¿Puede un grupo de particulares organizar una consulta —llamémosle popular—? Por supuesto que sí. Nada se lo impide. Puede hacerlo sobre el tema que quiera, con los medios que quiera (cartas, urnas, mensajes, teléfono, palomas mensajeras), con la participación que quiera (familiares, amigos, vecinos, conciudadanos), y al final los resultados eventualmente les podrán ser útiles y explotarlos a contentillo. Pero no podrán aspirar a que esos resultados obliguen a nadie a hacerlos realidad y menos aún a las instituciones del Estado.
¿Puede un grupo de particulares, que en cinco semanas será gobierno, llamar y organizar una consulta popular? Pueden, porque siguen siendo particulares. No tienen cargo público alguno… todavía. Pero las derivaciones de esa consulta serán, legalmente hablando, similares a la de cualquier otro grupo de particulares. Quizá buenas para ellos, pero para nadie más.

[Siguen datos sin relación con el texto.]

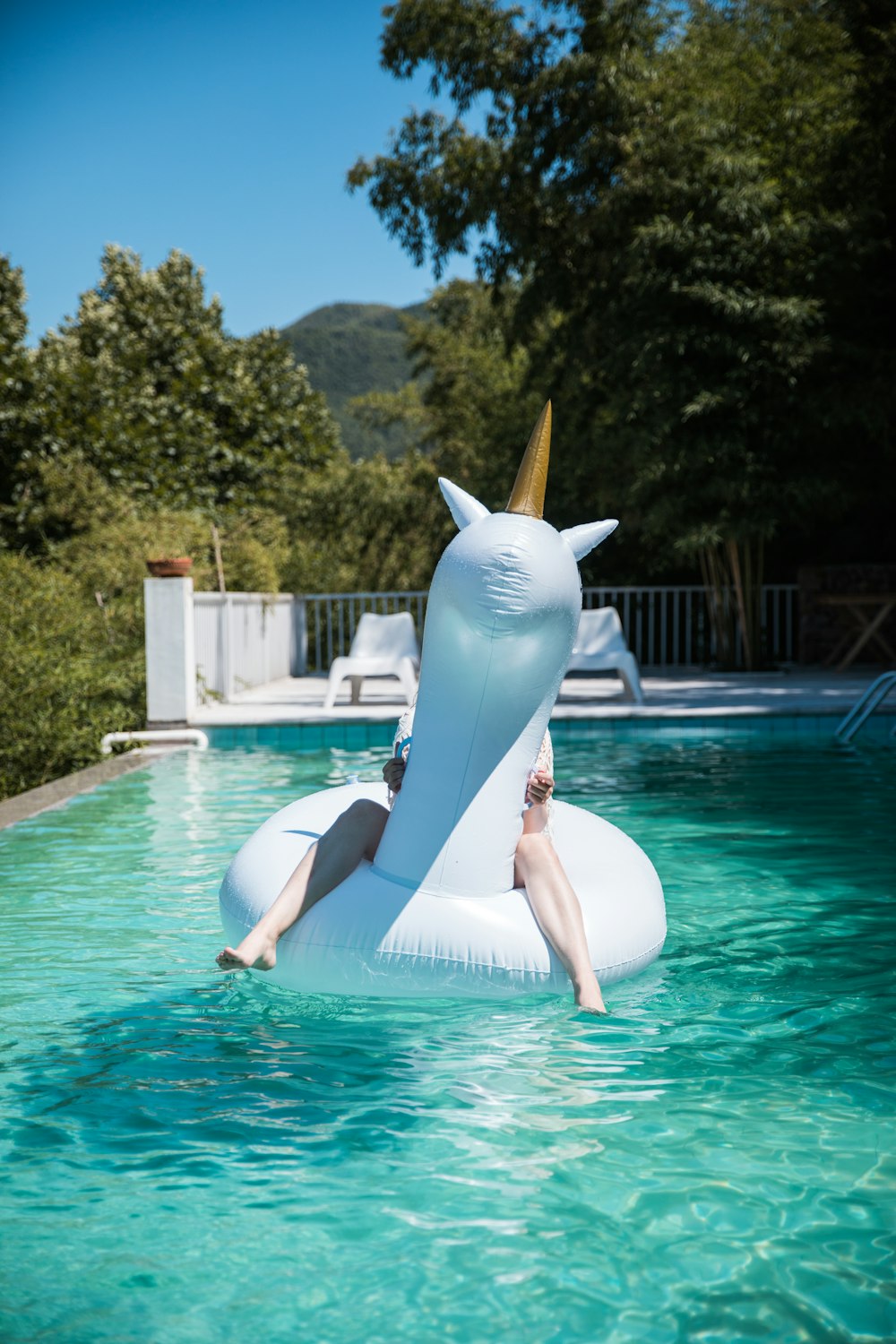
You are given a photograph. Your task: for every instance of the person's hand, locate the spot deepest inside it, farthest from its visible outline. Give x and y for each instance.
(394, 773)
(540, 788)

¿Debe un grupo de particulares, que en cinco semanas será gobierno, realizar una consulta popular? No. Porque ese ejercicio emite señales más que preocupantes.

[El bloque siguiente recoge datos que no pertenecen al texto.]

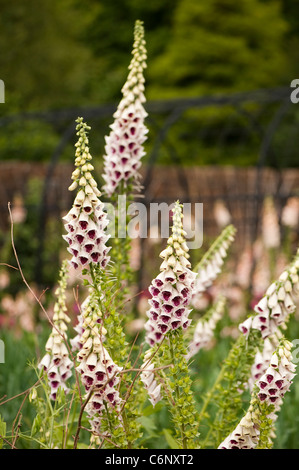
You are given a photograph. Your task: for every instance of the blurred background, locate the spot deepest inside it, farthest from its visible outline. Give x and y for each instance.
(222, 131)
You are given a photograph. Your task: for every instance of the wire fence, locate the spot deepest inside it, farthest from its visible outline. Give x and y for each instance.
(185, 135)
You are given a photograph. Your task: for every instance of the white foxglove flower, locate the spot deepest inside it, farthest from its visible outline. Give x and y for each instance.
(124, 145)
(269, 390)
(86, 221)
(279, 301)
(57, 363)
(245, 436)
(211, 264)
(277, 379)
(262, 359)
(171, 290)
(101, 374)
(204, 330)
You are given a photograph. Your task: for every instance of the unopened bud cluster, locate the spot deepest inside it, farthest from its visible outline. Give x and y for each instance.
(171, 290)
(124, 145)
(56, 363)
(98, 371)
(86, 221)
(211, 264)
(277, 379)
(148, 379)
(205, 327)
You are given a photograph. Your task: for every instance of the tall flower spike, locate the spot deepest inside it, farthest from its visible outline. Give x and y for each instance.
(56, 363)
(86, 221)
(211, 264)
(148, 379)
(262, 358)
(124, 149)
(275, 307)
(204, 329)
(100, 373)
(256, 427)
(171, 290)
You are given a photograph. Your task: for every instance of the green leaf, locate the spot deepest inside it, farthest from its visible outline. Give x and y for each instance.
(170, 440)
(2, 431)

Primero. Se evita cumplir con la normatividad que la Constitución y la ley instituyen para ese tipo de consultas. La Constitución establece quiénes pueden convocarlas, restricciones temáticas, la Corte debe resolver sobre la constitucionalidad de la materia y el Congreso emitir la convocatoria. El INE es el encargado de realizarlas y deben celebrarse el día de la elección federal. Y solo si participa por lo menos el 40 por ciento de los electores inscritos en la lista nominal tendría carácter “vinculante”. Es decir, contamos con una normatividad —si se quiere barroca— para que dichas consultas resulten legítimas y legales. No pueden ser caprichosas ni en los términos que se le ocurran al convocante. Deben de llenar una serie de requisitos para proteger a los ciudadanos de eventuales abusos de los gobernantes y pasar por un proceso de certificación para hacerlas genuinas. Son formalidades, pero formalidades con sentido que intentan fijar reglas que ofrezcan certidumbre, transparencia, pertinencia y legalidad. Y realizarla unos cuantos días antes de la toma de posesión invita a pensar que se hace así precisamente para no cumplir con las obligaciones constitucionales y legales.

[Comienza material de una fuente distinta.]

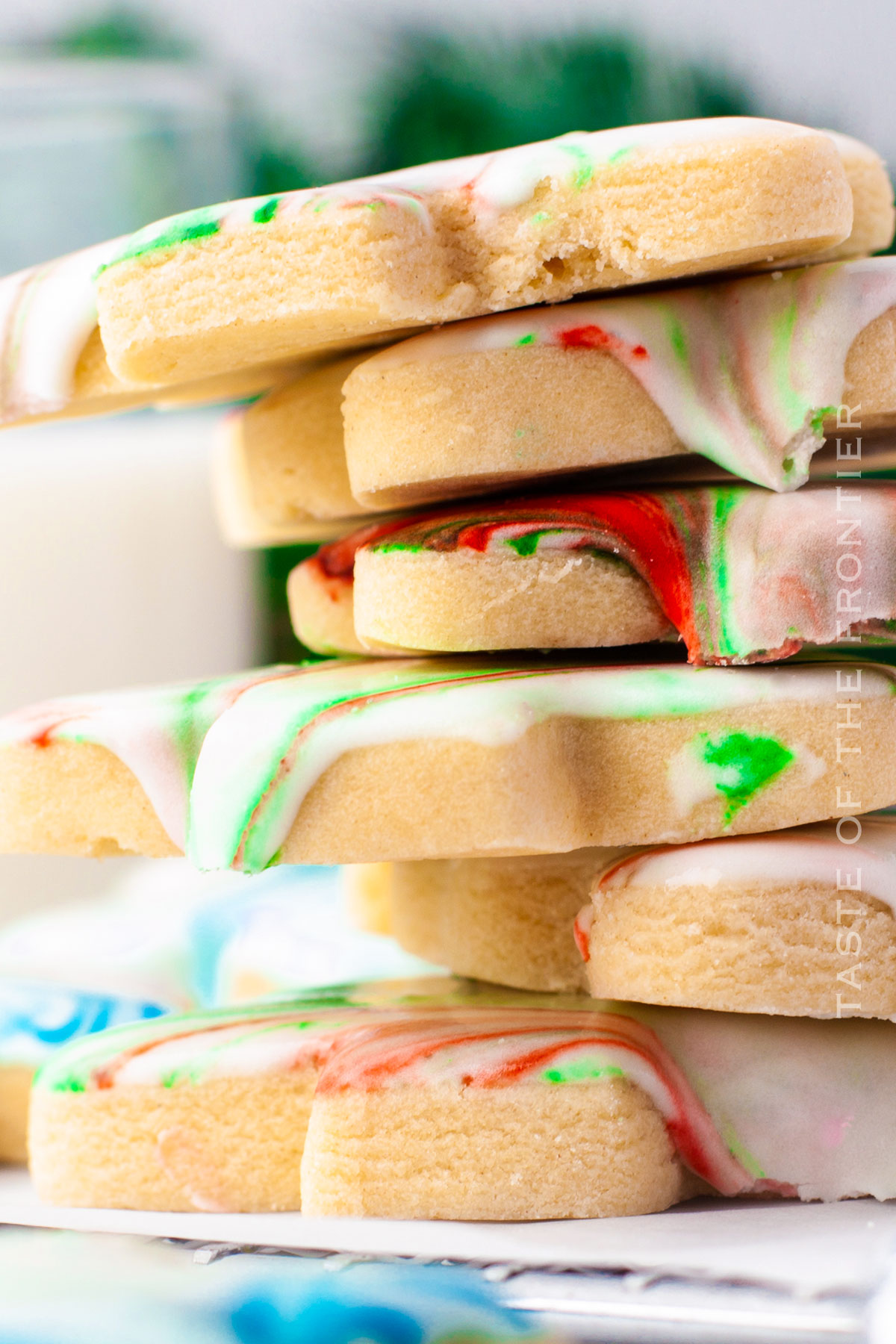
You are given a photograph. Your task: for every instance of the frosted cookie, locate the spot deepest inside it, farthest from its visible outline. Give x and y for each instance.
(53, 362)
(35, 1021)
(442, 1100)
(743, 376)
(742, 925)
(361, 761)
(346, 264)
(169, 939)
(54, 359)
(736, 573)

Segundo. No llena ninguno de los requisitos para ser considerada como una consulta auténtica. Se cercena de inicio a millones de mexicanos que no podrán votar. Se instalarán solamente 1073 casillas (en las elecciones federales constitucionales se colocan 150 mil) en 538 municipios. Y ninguno de los mecanismos que se utilizan para ofrecer garantías de certeza e imparcialidad en nuestros comicios será utilizado (bueno, los votantes tendrán que presentar su credencial de elector y será supervisada por académicos y agrupaciones cercanos a los propios organizadores).
Tercero. Una cierta retórica en boga tiende a sobrevalorar los mecanismos de democracia directa, pero en efecto, pueden llegar a ser un complemento efectivo de la democracia representativa, multiplicando la participación e inyectando un mayor sentido al ejercicio del voto, como sucede en los comicios estadounidenses que son acompañados de diversas consultas. No obstante, realizarla de manera informe, sin un marco legal, sin mecanismos que garanticen su limpieza, puede acabar por desvirtuar la idea misma de una venturosa fórmula de democracia directa. Puede trocarse en un búmeran.
Cuarto. Se puede convertir en un precedente ominoso. Una fórmula “alegal”, diseñada a voluntad de los convocantes, sin garantías de integridad, equidad, transparencia. Solemos despreciar las formas. Más aún las formas legales. Pero es necesario insistir que en la —por muchos momentos— tensa relación entre ciudadanos y autoridades, solo las normas legales pueden proteger al débil frente al fuerte, al gobernado frente al gobernante, al ciudadano frente al funcionario. Y hacerlas a un lado, actuar como si no existieran, no puede presagiar nada bueno. Ojalá rectificaran.